Oberon grunted. “They seemed confused about my intentions, so I was forced to incapacitate them. Oh, don’t look so panicked,” he snapped, “they’ll wake soon enough.”
I was dimly aware that Val and Toula had set up a shield network around us, and that Joey, apparently having decided that all bets were off, was bellowing atop the dragon as she incinerated a dozen men. My siblings hadn’t moved, nor had Moyna, who stared down at Geheret’s body with her hands over her mouth.
“Glad you changed your mind,” I said, squeezing Oberon’s bare shoulder. “Thank you.”
He shrugged me off with a snort. “I didn’t. She insisted.
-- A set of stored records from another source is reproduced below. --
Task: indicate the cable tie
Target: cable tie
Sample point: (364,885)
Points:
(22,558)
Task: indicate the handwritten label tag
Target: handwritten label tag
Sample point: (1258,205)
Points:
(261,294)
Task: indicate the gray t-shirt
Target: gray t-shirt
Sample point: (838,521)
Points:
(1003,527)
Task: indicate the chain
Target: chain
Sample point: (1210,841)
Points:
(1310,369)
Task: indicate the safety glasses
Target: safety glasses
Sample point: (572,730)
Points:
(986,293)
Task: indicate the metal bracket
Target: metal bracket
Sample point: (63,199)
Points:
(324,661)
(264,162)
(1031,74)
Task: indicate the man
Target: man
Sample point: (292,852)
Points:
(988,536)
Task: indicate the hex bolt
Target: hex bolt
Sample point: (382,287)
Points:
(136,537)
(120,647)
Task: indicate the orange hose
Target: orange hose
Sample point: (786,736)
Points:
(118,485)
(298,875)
And stay behind the shields, you little idiot,” he said as he grabbed Meggy’s arm, nearly jerking her off her feet as she tried to run for the throne. “Or better yet, go back through the gate. You’re getting in my way.”
Meggy snarled, but as I moved between them, someone deep in the crowd began to shout, and the rest of the room quickly fell silent. Georgie looked around in confusion, and I held Meggy away from the throne with one arm and watched for a clue until the throng parted, revealing a slim figure in steel plate who was walking our way. It paused a few yards from us, then removed its helmet, revealing a visage that would pass for human only under significant glamour. The being was cerulean and hairless, and each of its solid black eyes was accompanied by a pair of lesser eyes extending toward its temples, giving it a vaguely arachnid appearance. Its ears were small and slightly pointed, as were the teeth it revealed when it addressed us in perfect, if heavily accented, Fae. “I am Nath,” it said, pausing to breathe deeply through its nasal slits while the dome echoed its words. When the reverberation subsided, it closed its eyes, and its armor dissolved into a flowing white robe, a more refined adaptation of Geheret’s bloodstained outerwear. “I am Nath,” it repeated, looking at us once more, “and I am my father’s chosen.”
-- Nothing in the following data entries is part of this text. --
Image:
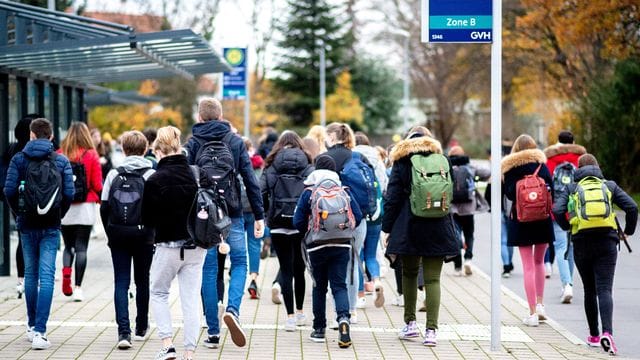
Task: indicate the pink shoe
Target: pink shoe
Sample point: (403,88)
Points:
(593,341)
(606,340)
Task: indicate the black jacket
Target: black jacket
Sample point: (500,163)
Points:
(168,197)
(216,130)
(409,234)
(618,197)
(515,167)
(286,161)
Oberon regarded Nath in perplexed silence, and so I took the lead. “My, uh…lady?” I guessed—Nath’s voice sounded somewhat feminine, but the shape visible under its robe offered no hint as to gender.
Nath’s head bobbed. “‘Lady’ is sufficient
ly close,” it—she—replied. “Lords of Faerie, do you desire war?”
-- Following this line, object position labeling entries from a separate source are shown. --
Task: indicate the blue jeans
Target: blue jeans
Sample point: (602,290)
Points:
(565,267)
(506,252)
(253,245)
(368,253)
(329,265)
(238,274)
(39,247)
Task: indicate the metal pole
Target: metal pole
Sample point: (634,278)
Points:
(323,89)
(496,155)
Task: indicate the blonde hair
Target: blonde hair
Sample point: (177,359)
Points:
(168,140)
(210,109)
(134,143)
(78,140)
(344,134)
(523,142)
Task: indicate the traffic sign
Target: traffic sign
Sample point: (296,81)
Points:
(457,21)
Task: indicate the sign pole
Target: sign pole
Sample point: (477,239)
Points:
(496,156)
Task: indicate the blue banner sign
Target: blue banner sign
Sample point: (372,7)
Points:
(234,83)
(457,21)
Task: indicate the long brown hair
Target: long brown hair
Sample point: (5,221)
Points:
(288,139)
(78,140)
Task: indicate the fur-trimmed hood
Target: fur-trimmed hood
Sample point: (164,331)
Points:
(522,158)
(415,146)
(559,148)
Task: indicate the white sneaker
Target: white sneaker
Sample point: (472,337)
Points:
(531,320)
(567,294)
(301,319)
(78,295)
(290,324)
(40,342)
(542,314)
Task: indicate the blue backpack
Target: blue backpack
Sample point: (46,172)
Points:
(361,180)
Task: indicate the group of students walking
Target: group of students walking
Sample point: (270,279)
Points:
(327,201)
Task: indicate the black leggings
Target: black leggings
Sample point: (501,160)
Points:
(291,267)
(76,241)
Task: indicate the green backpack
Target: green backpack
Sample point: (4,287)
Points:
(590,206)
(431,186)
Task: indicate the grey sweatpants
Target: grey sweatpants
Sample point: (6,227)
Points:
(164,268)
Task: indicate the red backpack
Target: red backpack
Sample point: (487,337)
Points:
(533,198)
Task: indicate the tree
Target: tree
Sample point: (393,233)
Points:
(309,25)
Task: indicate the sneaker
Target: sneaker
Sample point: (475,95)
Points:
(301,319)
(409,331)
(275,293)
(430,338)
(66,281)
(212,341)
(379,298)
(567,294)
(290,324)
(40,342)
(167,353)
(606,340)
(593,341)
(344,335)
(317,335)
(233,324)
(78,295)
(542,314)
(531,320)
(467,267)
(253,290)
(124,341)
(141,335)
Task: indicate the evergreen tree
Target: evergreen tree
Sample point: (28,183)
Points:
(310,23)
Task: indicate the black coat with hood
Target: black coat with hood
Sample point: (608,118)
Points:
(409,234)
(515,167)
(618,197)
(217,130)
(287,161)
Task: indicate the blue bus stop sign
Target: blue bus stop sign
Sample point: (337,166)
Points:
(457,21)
“No. With your leave, I’ll take my daughter and trouble you no longer.”
“A moment,” she said, then looked about her as if seeing the citadel for the first time. Four of her eyes squinted closed, and in the space of a long exhalation, the rock around us vanished, leaving the entire company standing in the black sand beneath the realm’s slate-hued sky. Before my eyes finished adjusting to the light, the temperature had risen at least thirty degrees, making my jacket unnecessary and at least lessening half-dressed Oberon’s discomfort. The bottom of Nath’s robe shifted, and I saw her long toes digging down into the sand as she smiled. “I have been entombed alive too long,” she murmured, catching my eyes, then raised her arms into the air as a wide circle of silver-leafed trees rose from the wasteland around us. Another tree began to sprout at the circle’s heart, but twisted itself into a generously-proportioned throne of black wood overhung by a living canopy. The crowd parted for its new queen as Nath climbed the three short steps to the throne and seated herself without further ceremony. “Now,” she said, beckoning to Oberon and me, “we may treat.”
“After you,” he muttered.
I led the way across the expanse, skirting Geheret’s body and ignoring my siblings, who had congregated in a little knot beside the corpse. “Lady Nath,” I began, pausing a respectful distance from the throne, “I want only what is mine.”
She cocked her head and gestured toward Moyna. “If I am not mistaken, the child came of her own accord.”
“And as you are aware, she is a child.”
“And foolish, yes. Though I have no such excuse for the others,” she added, glancing at my siblings. “Still, the girl is of no use to me, and I have nothing to gain by holding her captive. I return her to you willingly, Lord Coileán, and suggest that you guard her better in the future.”